The whole point of solicitors’ regulation is to protect the consumer, many of whom are vulnerable by reason of age, infirmity, learning difficulties or abusive relationships. This is why solicitors have a raft of obligations to protect clients and the integrity of the profession. So you would think a solicitor of more than three decades would have little difficulty recognising clear signs that a client is vulnerable; and take necessary measures to protect him.
Unfortunately, significant professional failures enabled a client (A) with autism, limited intellectual skills, a low level of intelligence and a mental age of around 12 to be openly exploited.
Anthony Gale, while working for Harrogate firm Ison Harrison, acted for both A and the purchaser’s company in a property transaction. The buyer was a very long-standing client of Gale. He was initially instructed by both parties, but Gale then decided only to act for A – but did not once see him on his own. Further red flags in this transaction included:
- The consideration was repayment of the purported £119,260 mortgage
- There was no mortgage on the property
- The sum was not to be paid into the client account
- No payment was made to A
- No valuation of the property was undertaken
- The buyer apparently prepared the transfer himself
Following completion, A’s social worker became aware of the property transfer and alerted the police. Gale was interviewed but faced no further action; the buyer (an accountant) was eventually convicted of fraud and money laundering and sentenced to 5.5 years in imprison.
Gale told police he’d had no concerns about A’s vulnerability, but an expert report said his difficulties would have been apparent when Gale dealt with the matter. Gale did acknowledge that the circumstances were “mildly strange”.
The SDT found that A was clearly subject to undue influence and/or financial abuse, yet Gale had failed to advise A and take steps to protect his interests – including any right to continue to live at the property as A had no alternative home to move to. Nor had Gale advised him of the risks of transferring his property.
The SDT noted Gale’s “demonstrable propensity to ignore red flags in conveyancing transactions, and his inherent inability to identify and heed warning signs of fraud or exploitation”. Gale admitted misconduct and recklessness.

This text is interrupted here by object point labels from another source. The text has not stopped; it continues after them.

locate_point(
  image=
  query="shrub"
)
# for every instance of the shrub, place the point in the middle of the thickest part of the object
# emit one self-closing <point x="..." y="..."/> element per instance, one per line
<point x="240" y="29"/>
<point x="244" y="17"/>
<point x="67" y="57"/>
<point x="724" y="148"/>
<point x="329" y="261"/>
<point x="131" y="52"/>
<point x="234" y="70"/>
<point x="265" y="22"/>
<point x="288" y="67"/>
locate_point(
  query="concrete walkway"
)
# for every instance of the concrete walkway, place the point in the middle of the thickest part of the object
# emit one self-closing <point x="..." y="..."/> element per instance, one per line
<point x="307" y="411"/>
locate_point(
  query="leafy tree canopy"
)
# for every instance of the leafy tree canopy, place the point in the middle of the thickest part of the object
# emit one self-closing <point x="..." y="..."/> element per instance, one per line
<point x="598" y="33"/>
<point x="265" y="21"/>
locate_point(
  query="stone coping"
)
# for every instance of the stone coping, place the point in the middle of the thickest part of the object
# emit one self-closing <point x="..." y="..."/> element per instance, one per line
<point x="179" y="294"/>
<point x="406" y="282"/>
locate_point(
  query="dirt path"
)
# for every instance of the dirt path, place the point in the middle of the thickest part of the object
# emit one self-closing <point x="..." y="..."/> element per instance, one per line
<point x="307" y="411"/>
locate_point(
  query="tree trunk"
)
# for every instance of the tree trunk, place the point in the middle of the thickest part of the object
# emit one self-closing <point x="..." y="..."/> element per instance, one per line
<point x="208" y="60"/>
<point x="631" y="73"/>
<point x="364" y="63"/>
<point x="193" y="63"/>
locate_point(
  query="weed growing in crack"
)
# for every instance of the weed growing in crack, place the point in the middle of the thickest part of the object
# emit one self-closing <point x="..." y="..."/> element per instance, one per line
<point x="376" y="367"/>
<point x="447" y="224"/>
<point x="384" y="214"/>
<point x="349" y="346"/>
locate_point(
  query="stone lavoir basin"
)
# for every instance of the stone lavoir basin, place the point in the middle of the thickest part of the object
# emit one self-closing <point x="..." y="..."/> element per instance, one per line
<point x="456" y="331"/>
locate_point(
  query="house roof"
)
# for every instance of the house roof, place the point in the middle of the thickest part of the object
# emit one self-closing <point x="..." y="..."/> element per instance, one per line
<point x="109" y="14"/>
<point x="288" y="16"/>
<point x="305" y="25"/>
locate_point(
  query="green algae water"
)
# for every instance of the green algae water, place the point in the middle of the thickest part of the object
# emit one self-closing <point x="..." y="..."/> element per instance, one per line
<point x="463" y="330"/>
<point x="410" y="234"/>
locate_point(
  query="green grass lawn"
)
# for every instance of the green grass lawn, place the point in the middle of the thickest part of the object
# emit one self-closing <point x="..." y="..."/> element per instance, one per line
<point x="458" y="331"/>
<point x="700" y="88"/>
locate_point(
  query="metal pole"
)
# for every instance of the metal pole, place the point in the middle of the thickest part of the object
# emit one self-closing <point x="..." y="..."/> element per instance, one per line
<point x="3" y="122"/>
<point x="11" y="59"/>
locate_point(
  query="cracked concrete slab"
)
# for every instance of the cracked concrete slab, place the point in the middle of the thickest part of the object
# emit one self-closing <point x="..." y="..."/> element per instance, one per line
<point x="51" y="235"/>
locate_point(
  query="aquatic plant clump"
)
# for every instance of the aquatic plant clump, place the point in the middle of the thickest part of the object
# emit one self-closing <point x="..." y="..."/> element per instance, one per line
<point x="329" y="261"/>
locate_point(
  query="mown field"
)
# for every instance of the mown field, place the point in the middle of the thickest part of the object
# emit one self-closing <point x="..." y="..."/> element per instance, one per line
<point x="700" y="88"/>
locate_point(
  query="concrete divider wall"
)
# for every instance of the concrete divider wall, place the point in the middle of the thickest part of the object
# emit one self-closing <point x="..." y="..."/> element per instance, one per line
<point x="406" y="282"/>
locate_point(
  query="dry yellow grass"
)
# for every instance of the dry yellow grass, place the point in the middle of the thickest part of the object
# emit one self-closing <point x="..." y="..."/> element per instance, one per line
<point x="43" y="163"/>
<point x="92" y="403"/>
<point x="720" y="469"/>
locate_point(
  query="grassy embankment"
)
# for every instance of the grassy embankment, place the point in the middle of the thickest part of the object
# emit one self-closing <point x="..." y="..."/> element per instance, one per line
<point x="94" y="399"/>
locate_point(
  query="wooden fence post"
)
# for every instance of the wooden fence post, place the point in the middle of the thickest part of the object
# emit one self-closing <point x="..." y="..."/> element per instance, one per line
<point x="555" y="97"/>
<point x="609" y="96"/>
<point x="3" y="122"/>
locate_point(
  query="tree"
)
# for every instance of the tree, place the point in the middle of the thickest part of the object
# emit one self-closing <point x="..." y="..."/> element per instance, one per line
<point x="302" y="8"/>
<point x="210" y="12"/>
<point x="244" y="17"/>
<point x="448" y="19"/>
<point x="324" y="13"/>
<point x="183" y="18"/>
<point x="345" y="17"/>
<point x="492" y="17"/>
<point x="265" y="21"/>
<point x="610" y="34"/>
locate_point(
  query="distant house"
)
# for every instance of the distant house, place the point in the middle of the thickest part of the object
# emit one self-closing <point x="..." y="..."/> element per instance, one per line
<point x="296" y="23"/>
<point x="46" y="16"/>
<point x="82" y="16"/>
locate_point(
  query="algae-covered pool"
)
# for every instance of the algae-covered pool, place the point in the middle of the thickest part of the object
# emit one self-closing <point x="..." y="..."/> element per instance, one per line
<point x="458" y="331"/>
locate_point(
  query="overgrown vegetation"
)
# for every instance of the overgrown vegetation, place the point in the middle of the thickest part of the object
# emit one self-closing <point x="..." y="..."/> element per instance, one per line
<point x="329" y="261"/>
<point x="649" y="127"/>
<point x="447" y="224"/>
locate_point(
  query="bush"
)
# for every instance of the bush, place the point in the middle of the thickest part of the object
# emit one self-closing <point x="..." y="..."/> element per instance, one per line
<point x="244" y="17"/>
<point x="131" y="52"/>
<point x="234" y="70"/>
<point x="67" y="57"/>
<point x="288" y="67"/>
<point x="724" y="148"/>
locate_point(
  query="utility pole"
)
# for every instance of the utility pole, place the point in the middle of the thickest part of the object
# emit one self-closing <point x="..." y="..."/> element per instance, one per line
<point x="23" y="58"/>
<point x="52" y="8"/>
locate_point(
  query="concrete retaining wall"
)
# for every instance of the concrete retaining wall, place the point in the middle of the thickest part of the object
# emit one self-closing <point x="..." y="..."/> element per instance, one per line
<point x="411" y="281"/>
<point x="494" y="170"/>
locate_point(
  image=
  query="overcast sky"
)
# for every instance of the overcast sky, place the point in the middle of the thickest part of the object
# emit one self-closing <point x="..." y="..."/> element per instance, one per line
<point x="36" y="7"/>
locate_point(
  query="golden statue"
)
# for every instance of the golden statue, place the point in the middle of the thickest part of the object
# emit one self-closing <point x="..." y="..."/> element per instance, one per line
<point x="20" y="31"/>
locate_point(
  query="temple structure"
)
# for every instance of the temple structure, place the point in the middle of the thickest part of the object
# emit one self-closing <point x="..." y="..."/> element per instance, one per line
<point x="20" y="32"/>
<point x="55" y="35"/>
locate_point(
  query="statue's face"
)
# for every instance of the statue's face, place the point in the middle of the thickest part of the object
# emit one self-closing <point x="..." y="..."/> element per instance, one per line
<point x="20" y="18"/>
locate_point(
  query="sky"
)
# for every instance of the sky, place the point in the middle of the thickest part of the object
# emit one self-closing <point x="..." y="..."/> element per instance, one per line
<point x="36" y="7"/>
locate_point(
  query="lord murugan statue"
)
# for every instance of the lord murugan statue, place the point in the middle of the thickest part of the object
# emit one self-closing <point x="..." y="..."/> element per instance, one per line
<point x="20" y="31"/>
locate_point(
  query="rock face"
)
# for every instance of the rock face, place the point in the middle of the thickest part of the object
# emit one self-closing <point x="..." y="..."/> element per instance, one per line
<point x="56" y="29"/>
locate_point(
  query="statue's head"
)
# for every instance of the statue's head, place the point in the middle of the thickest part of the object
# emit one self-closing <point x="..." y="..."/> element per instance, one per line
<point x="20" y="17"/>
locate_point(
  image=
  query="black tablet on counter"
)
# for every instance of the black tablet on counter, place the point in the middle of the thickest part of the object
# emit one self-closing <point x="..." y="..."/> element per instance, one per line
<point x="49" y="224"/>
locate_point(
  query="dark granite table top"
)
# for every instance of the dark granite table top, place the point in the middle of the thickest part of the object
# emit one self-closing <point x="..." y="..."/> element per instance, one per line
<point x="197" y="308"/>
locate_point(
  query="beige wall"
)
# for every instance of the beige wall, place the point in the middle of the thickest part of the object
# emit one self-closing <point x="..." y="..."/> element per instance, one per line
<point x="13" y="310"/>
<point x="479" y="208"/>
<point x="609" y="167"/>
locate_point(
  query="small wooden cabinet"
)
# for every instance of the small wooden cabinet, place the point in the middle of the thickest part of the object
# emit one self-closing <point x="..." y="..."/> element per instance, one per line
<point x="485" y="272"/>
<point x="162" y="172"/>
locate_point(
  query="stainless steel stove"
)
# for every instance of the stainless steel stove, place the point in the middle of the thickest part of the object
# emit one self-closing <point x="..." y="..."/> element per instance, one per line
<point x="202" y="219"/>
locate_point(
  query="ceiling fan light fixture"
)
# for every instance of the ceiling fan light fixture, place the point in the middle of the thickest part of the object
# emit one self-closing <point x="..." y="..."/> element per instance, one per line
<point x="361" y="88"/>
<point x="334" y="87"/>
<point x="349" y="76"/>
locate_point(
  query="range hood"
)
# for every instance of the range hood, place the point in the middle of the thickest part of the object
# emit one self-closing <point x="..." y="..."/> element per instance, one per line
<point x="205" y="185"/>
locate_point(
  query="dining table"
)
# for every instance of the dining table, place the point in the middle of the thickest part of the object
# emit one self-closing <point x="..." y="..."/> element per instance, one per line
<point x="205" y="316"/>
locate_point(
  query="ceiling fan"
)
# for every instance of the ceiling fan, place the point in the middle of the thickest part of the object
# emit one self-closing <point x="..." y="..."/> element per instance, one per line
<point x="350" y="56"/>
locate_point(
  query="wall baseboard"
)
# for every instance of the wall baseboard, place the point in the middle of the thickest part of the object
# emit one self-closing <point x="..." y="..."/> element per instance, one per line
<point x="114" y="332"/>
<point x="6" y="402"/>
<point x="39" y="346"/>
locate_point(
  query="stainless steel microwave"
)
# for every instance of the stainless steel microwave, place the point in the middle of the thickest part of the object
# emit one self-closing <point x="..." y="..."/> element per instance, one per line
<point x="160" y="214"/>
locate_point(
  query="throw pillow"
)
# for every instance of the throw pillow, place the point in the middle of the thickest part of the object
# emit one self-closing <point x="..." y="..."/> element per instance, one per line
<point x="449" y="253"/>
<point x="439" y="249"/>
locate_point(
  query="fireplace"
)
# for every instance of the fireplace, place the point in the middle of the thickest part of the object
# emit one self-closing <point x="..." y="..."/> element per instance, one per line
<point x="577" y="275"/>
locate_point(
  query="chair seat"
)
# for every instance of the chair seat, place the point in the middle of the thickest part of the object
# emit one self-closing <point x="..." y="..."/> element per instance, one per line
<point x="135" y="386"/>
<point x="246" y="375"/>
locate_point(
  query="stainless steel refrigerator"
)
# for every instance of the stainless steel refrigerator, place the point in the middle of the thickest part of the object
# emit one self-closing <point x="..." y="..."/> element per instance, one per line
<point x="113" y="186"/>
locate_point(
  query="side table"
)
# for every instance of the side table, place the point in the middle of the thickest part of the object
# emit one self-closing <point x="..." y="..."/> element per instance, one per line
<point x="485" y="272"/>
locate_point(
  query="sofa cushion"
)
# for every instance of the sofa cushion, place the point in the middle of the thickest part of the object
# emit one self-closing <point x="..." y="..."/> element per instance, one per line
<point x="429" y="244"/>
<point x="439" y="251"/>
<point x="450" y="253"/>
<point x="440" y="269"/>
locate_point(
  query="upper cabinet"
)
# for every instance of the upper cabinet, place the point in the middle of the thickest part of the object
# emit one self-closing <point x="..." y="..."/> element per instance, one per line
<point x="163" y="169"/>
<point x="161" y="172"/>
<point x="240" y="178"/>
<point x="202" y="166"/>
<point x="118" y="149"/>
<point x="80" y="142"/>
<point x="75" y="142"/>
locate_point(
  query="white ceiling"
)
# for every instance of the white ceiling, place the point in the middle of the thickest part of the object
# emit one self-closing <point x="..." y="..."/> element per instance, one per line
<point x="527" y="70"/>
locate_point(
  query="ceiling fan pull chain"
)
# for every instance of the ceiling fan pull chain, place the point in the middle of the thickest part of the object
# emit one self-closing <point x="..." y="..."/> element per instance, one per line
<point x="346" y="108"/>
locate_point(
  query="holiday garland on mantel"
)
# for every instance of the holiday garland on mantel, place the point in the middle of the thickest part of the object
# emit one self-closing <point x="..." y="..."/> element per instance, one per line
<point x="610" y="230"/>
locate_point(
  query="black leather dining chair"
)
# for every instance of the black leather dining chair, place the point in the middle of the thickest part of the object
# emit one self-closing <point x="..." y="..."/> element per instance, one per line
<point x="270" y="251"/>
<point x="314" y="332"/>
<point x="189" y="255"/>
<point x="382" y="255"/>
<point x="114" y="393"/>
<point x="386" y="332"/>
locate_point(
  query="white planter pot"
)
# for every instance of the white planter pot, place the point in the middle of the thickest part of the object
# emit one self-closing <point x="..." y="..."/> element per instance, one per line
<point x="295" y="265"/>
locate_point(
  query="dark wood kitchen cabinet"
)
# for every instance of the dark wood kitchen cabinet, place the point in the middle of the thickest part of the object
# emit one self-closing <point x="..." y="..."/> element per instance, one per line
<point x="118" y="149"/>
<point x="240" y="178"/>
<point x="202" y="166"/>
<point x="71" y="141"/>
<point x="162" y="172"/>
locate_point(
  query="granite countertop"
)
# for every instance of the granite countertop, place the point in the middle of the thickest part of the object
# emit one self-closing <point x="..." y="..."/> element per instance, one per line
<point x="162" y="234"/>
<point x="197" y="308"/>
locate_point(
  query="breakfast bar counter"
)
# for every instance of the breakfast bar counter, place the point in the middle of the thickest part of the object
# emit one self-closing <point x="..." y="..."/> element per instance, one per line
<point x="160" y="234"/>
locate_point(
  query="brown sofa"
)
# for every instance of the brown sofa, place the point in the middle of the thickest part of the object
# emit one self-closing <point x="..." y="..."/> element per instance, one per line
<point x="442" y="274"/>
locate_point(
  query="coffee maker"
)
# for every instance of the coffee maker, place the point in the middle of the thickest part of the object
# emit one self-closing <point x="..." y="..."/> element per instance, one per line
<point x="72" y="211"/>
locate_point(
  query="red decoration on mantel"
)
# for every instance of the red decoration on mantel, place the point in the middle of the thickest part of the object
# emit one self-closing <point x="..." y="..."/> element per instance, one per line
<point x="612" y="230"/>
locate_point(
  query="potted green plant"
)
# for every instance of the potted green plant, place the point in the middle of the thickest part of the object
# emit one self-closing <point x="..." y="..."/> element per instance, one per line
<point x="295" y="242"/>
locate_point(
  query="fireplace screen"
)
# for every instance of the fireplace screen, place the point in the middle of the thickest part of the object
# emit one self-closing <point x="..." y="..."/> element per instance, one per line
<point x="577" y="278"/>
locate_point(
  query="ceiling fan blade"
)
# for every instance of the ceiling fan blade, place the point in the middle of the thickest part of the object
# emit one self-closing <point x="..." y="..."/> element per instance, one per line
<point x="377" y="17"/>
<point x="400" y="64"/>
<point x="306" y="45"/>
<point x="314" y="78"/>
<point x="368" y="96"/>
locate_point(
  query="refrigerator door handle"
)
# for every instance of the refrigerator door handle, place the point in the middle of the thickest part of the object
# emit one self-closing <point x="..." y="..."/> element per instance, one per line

The tribunal ruled that given his experience, Gale was highly culpable and had committed a material breach of his obligations to protect the public and the reputation of the profession. His actions had also had a profound impact on A.
This was not an isolated incident – in 2018 Gale was fined £10,000 for breaches in earlier conveyancing matters. Even so, those sanctions had not rectified Gale’s “ineptitude”. He was suspended for a year and ordered to pay £12,000 in costs.
This is undoubtedly a case of excessive misconduct. Gale did not appear to be wholly incompetent in the common sense of the word – the SDT found Gale’s actions to be deliberate, calculated and repeated.
Solicitors ought to take this case as an important reminder of how vital it is to recognise and act appropriate on red flags and potential suspicious activity, instead of ignoring them for the sake of expediency.